Los estudiantes van dispuestos a todo. Sueñan con generar cambios a largo plazo a través de acciones concretas que realizan cada verano y luego durante el año, visitan esos lugares para monitorear y acompañar esos proyectos que lanzaron en el verano.
Uno de los objetivos es que puedan ofrecer sus conocimientos y talentos mediante una atención específica, concreta a las familias del lugar y así llevar a la práctica, lo aprendido en la facultad durante el año.
En esos días de enero trabajarán en forma paralela en los dos lugares. Cada zona tiene su equipo coordinador y a partir de allí, se nuclean las tareas a realizar.
Estas tareas surgen de lo que la gente del lugar solicita durante esas visitas que hacen a lo largo del año y luego los jóvenes elaboran proyectos para poder comenzar a solucionar problemas durante el verano.
Cada uno trabajará en un proyecto según su carrera. Así, por ejemplo se llevarán adelante tareas sanitarias con estudiantes de medicina y odontología que harán revisaciones a los niños. Por su parte, los estudiantes de biotecnología seguramente planearán huertas y los de arquitectura podrán remozar los espacios públicos.
También brindarán asesoramiento jurídico junto con un abogado con experiencia y estudiantes de esa carrera. Junto con esto se prestará asesoramiento contable, ayudarán a armar currículums vitae y tarjetas personales, con el propósito de que quienes tienen un oficio puedan buscar trabajo.
Para los más chiquitos no faltarán los ratos de trabajos didácticos recreativos y a la vez educativos. Y por su puesto ningún estudiante se perderá el festival infantil.
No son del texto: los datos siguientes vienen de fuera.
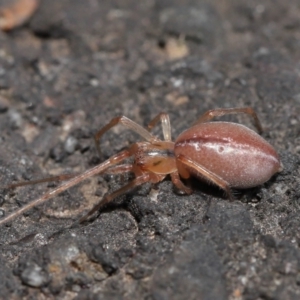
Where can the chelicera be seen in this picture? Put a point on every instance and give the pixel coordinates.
(229, 155)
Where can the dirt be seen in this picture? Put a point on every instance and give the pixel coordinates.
(75, 65)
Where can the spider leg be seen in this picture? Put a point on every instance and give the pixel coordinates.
(125, 168)
(206, 174)
(61, 177)
(134, 183)
(74, 181)
(165, 123)
(218, 112)
(179, 184)
(128, 124)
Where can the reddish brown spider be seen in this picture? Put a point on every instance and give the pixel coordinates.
(17, 13)
(225, 154)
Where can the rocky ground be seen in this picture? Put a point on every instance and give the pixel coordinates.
(74, 66)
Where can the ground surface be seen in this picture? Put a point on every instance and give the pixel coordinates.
(76, 65)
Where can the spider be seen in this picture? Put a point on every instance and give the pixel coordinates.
(226, 154)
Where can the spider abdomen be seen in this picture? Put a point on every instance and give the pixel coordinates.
(231, 151)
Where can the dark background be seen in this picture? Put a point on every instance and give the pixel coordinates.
(74, 66)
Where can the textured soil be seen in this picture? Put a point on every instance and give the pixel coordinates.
(77, 64)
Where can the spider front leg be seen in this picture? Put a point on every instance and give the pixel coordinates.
(134, 183)
(204, 173)
(179, 184)
(128, 124)
(115, 159)
(227, 111)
Todos los estudiantes además compartirán charlas con las familias de los distintos lugares. Donativos. Al tratarse de un proyecto solidario Manos a la Obra no recibe subsidios de ninguna índole y no pertenece a ningún partido político. Por eso los estudiantes, además de elaborar proyectos, deben conseguir todos los materiales para que se autofinancien.
Para llevar a cabo la tarea necesitan transportes para llegar a las zonas de trabajo y solicitan donativos de salchichas, hamburguesas, pollos, queso, manteca, yerba, huevos y fideos. Quienes quieran colaborar deberán escribir a la página de Facebook: manosalaobrarosario.
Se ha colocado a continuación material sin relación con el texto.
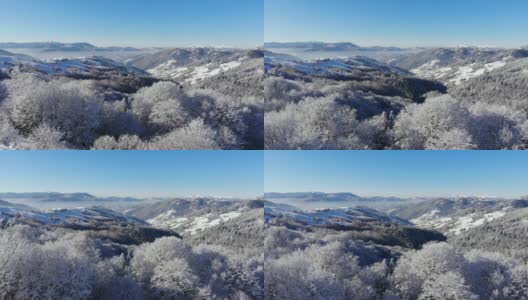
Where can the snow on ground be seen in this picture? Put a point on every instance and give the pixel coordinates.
(62, 66)
(170, 69)
(191, 225)
(341, 216)
(82, 216)
(456, 74)
(456, 224)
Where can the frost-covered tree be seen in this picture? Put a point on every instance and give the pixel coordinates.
(448, 286)
(72, 108)
(195, 136)
(47, 138)
(439, 121)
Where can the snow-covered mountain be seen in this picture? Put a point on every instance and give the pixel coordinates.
(93, 216)
(454, 216)
(329, 217)
(50, 200)
(193, 65)
(336, 67)
(74, 66)
(313, 200)
(315, 50)
(190, 216)
(49, 50)
(456, 65)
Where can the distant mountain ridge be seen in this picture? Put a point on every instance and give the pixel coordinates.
(191, 216)
(328, 217)
(57, 46)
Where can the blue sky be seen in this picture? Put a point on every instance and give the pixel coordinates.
(139, 23)
(134, 173)
(399, 173)
(399, 23)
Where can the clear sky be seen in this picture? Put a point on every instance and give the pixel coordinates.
(399, 23)
(134, 173)
(139, 23)
(399, 173)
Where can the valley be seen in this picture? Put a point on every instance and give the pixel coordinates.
(401, 251)
(135, 99)
(129, 252)
(345, 97)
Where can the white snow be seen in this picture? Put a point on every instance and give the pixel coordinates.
(170, 69)
(191, 225)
El coordinador general de Manos a la Obra, Carlos Lima, es estudiante y también trabaja. El tiempo que le queda libre lo dedica a organizar el trabajo solidario. Lo hace con pasión, convencido de que es la mejor alternativa para un verano distinto.
Lima aclaró que “puede participar cualquier joven de Rosario o de ciudades aledañas y también de otras provincias”.
“No hacemos distinción ni de religión, ni de tendencia política. Todos son bienvenidos ”, subrayó el coordinador.